Learning rate scheduler

Learning rate scheduler allow you to start with a high learning rate and decrease it during the training process. This leads to an overall faster training. You can choose between different types of schedulers. Namely, lambda, multiplicative, one_cycle and step.

The function config_lr_scheduler() helps you setup such a scheduler. See ?config_lr_scheduler() for more information

# Step Learning rate scheduler that reduces learning rate every 16 steps by a factor of 0.5
scheduler <- config_lr_scheduler(type = "step",
                                 step_size = 16,
                                 gamma = 0.5)

nn.fit <- dnn(Sepal.Length~., data = data,lr = 0.01, lr_scheduler= scheduler, verbose = FALSE)
plot of chunk lr_scheduler

plot of chunk lr_scheduler

Optimizer

Optimizer are responsible for fitting the neural network. The optimizer tries to minimize the loss function. As default the stochastic gradient descent is used. Custom optimizers can be used with config_optimizer().
See ?config_optimizer() for more information.

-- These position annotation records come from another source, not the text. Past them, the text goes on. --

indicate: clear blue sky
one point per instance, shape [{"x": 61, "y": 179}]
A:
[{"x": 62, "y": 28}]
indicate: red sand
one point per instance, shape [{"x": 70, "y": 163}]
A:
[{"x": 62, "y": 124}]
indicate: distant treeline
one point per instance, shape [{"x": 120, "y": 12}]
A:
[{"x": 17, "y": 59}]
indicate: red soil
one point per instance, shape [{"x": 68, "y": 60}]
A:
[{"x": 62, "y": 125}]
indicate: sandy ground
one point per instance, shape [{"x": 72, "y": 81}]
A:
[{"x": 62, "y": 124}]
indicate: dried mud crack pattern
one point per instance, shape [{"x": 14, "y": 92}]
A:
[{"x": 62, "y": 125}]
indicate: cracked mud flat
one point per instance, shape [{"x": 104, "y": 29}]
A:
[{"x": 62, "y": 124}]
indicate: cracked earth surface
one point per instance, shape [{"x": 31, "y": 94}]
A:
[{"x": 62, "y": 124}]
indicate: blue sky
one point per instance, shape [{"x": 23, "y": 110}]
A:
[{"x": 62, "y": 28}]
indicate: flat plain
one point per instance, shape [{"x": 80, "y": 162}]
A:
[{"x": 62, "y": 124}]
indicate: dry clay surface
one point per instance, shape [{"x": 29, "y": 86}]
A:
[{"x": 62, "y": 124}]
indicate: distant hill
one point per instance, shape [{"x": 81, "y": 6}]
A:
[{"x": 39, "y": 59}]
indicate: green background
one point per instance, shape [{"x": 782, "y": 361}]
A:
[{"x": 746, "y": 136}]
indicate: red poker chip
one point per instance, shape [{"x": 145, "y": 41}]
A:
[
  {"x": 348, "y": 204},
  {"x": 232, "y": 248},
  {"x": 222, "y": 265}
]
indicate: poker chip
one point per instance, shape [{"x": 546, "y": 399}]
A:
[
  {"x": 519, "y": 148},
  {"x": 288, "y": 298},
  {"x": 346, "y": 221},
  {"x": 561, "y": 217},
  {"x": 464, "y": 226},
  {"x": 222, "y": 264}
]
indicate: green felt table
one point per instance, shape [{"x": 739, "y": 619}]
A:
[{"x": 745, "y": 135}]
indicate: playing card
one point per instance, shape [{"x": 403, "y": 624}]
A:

# adam optimizer with learning rate 0.002, betas to 0.95, 0.999 and eps to 1.5e-08
opt <- config_optimizer(
  type = "sgd")

nn.fit <- dnn(Species~., data = data,  optimizer = opt, lr=0.002, verbose=FALSE, loss = "softmax")
plot of chunk optim

plot of chunk optim

Early Stopping

Adding early stopping criteria helps you save time by stopping the training process early, if the validation loss of the current epoch is bigger than the validation loss n epochs early. The n can be defined by the early_stopping argument. It is required to set validation > 0.

# Stops training if validation loss at current epoch is bigger than that 15 epochs earlier
nn.fit <- dnn(Sepal.Length~., data = data, epochs = 1000,
              validation = 0.2, early_stopping = 15, verbose=FALSE)
plot of chunk early_stopping

plot of chunk early_stopping

Continue training process

You can continue the training process of an existing model with continue_training().

# simple example, simply adding another 12 epochs to the training process
nn.fit <- continue_training(nn.fit, epochs = 12, verbose=FALSE)
head(predict(nn.fit))
#>            [,1]
#> [1,] -0.9836558
#> [2,] -1.4395623
#> [3,] -1.3351157
#> [4,] -1.3388002
#> [5,] -0.8847700
#> [6,] -0.4809422

It also allows you to change any training parameters, for example the learning rate. You can analyze the training process with analyze_training().


# picking the model with the smalles validation loss
# with changed parameters, in this case a smaller learning rate and a smaller batchsize
nn.fit <- continue_training(nn.fit,
                            epochs = 32,
                            changed_params = list(lr = 0.001, batchsize = 16),
                            verbose = FALSE)